David Cameron: Firms must crack down on illegal migrants
Prime Minister David Cameron took his hardest line yet on illegal immigration this morning, when he introduced sweeping legislation cracking down not only on foreign workers, but on the landlords, banks and employers that help them as well.
In a speech today in Westminster, Cameron said the Queen’s Speech will include an immigration bill intended to control and reduce the number of people moving to Britain.
“We will put an end to houses packed full of illegal workers; stop illegal migrants stalling deportation; give British people the skills to do the jobs Britain needs,” Cameron said, adding, “We are for working people. For them, we will control and reduce immigration.”

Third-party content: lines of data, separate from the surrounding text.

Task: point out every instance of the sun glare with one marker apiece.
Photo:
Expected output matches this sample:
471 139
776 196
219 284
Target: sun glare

The immigration bill is expected to include new powers for councils to penalise landlords housing illegal migrants, as well as new requirements for banks to check all bank accounts against databases of undocumented foreign workers. The legislation is also expected to make it an offence for businesses and recruitment agencies to recruit abroad without advertising in the UK, and create a labour market enforcement agency to address labour market exploitation.
Perhaps most dramatically, the immigration bill is understood to redefine “illegal working” to include penalties for both workers and the people who pay them.

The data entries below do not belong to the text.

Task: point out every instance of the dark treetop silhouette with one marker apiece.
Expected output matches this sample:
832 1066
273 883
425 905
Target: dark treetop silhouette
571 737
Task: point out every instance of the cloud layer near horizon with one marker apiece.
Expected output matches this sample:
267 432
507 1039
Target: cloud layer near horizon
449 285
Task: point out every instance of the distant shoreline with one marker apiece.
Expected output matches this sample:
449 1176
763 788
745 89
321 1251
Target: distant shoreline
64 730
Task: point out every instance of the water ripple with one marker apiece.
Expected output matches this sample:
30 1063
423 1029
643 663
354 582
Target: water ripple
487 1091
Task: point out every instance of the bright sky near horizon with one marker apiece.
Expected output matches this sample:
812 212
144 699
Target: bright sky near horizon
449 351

“We’ll make illegal working a criminal offence in its own right,” the Prime Minister said.
“That means wages paid to illegal migrants will be seized as proceeds of crime and businesses will be told when their workers’ visas expire, so if you’re involved in illegal working – employer or employee – you’re breaking the law,” he added.

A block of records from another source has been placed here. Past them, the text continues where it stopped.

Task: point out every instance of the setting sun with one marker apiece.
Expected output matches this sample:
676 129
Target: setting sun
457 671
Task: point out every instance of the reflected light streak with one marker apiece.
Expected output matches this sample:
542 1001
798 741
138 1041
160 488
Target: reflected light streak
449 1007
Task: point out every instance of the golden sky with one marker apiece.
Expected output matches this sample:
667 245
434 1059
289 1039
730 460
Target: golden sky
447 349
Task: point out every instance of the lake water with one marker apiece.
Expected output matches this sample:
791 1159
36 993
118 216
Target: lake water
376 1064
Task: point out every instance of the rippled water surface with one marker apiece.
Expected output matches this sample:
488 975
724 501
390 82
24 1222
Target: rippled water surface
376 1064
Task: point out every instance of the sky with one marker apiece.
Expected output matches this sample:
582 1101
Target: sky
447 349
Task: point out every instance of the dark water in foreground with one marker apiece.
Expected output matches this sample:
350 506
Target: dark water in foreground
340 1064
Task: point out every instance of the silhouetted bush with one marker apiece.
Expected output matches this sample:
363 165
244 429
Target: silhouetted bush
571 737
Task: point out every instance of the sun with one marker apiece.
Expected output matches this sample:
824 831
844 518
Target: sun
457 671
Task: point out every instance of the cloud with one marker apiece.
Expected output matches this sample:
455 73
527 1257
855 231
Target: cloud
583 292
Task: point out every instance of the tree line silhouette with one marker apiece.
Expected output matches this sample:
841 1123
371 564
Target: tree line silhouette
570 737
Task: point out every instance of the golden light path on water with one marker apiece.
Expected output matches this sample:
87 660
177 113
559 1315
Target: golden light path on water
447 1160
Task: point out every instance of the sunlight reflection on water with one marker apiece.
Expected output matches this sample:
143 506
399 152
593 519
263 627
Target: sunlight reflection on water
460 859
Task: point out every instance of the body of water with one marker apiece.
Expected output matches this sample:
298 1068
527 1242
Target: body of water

This morning the Institute of Directors (IoD) called for more clarity.
“The Government must address public concerns over immigration with real solutions, but they must be equally clear about what the issues actually are,” said Simon Walker, the organisation’s director general.
“IoD members do not employ immigrants because they are cheaper, with fewer than 4 per cent saying cost has anything to do with it. Indeed, our members overwhelmingly pay even their most junior staff above the Living Wage. When they do employ people from outside the UK it is because they need the skills or value the different experience.
“The government’s approach of wedding themselves to a net migration target is very hard to understand. Policy makers have no control over how many UK citizens leave each year, and if the economy were faring worse and more people were emigrating, the net figure would be lower. By setting a target that is neither achievable not desirable, they have only undermined faith in the whole system.”